| Konu: | 65 Yaşını Doldurmuş Muhtaç, Güçsüz ve Kimsesiz Türk Vatandaşlarına Aylık Bağlanması Hakkında Kanun ile Bazı Kanun ve Kanun Hükmünde Kararnamelerde Değişiklik Yapılmasına Dair Kanun Tasarı ve Teklifleri münasebetiyle |
| Yasama Yılı: | 1 |
| Birleşim: | 71 |
| Tarih: | 12.04.2016 |
MEHMET PARSAK (Afyonkarahisar) - Aziz Türk milleti, saygıdeğer milletvekilleri; bugün, yine "çözüm" adı altında yürütülen ve yetkili ağızlarca yapılan açıklamalarla kaldığı yerden devamına âdeta göz kırpılan ihanet sürecinin bir sonucu olarak şehit düşen askerlerimize yüce Allah'tan rahmet; yakınlarına, ailesine ve aziz Türk milletine sabır ve başsağlığı dileyerek sözlerime başlıyorum.
Yiğitlerimizin vatan için, bayrak için, Türkiye Cumhuriyeti'nin devleti ve milletiyle bölünmez bütünlüğü için toprağa düşmesi her ne kadar milletimize kanıksatılmaya çalışılıyorsa da Türk milleti bu olanların sorumlularını asla affetmeyecektir.

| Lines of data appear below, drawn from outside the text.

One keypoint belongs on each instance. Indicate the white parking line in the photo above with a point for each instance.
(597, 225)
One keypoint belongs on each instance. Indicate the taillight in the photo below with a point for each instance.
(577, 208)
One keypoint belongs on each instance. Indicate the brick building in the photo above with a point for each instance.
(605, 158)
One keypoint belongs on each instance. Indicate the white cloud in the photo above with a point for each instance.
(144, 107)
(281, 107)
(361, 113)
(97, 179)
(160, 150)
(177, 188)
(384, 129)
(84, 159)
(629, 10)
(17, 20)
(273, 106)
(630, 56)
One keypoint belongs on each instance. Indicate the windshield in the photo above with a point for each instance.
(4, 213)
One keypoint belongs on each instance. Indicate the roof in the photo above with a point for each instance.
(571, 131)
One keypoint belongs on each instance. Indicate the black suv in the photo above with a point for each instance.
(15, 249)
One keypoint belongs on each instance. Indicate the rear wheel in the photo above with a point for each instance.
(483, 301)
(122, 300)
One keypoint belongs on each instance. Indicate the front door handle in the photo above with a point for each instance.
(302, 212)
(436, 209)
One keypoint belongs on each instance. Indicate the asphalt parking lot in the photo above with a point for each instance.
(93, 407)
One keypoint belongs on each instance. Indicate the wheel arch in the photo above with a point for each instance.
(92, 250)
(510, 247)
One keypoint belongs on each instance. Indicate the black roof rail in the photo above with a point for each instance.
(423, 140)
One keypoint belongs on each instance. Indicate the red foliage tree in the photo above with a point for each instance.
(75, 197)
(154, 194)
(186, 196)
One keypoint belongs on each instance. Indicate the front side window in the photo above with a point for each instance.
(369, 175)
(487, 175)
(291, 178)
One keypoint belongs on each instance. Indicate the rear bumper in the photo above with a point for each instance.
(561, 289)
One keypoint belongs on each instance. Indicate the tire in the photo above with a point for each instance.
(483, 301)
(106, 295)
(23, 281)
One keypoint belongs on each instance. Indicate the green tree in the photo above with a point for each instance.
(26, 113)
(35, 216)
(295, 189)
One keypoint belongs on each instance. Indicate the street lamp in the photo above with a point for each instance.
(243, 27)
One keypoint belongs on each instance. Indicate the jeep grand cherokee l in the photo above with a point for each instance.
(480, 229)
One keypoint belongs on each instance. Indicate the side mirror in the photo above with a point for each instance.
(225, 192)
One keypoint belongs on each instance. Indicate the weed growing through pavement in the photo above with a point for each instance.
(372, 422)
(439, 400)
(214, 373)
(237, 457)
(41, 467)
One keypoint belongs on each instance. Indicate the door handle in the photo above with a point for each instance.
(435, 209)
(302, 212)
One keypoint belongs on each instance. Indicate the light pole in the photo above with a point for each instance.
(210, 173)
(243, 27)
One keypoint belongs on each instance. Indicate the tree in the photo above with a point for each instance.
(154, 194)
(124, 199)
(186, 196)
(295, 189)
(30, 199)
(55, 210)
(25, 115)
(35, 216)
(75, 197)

Bu yaşananlar, Türk milletinin ve Türk devletinin azan terör karşısında düştüğü durumun bir sonucu değildir. Yaşadıklarımız, iktidarın terörle aynı masaya oturmasının, teröre ve teröriste güvenmesinin, kendi siyasi ikbali için terörün bugünlere yönelik yaptığı hazırlıkları görmezden gelmesinin kaçınılmaz bir sonucudur. Dolayısıyla, bu noktada bedel ödemesi gereken milletimizin evlatları değil, terörle aynı masanın etrafına oturup "Gerekirse baldıran zehri içeriz." diye ifade edenlerindir.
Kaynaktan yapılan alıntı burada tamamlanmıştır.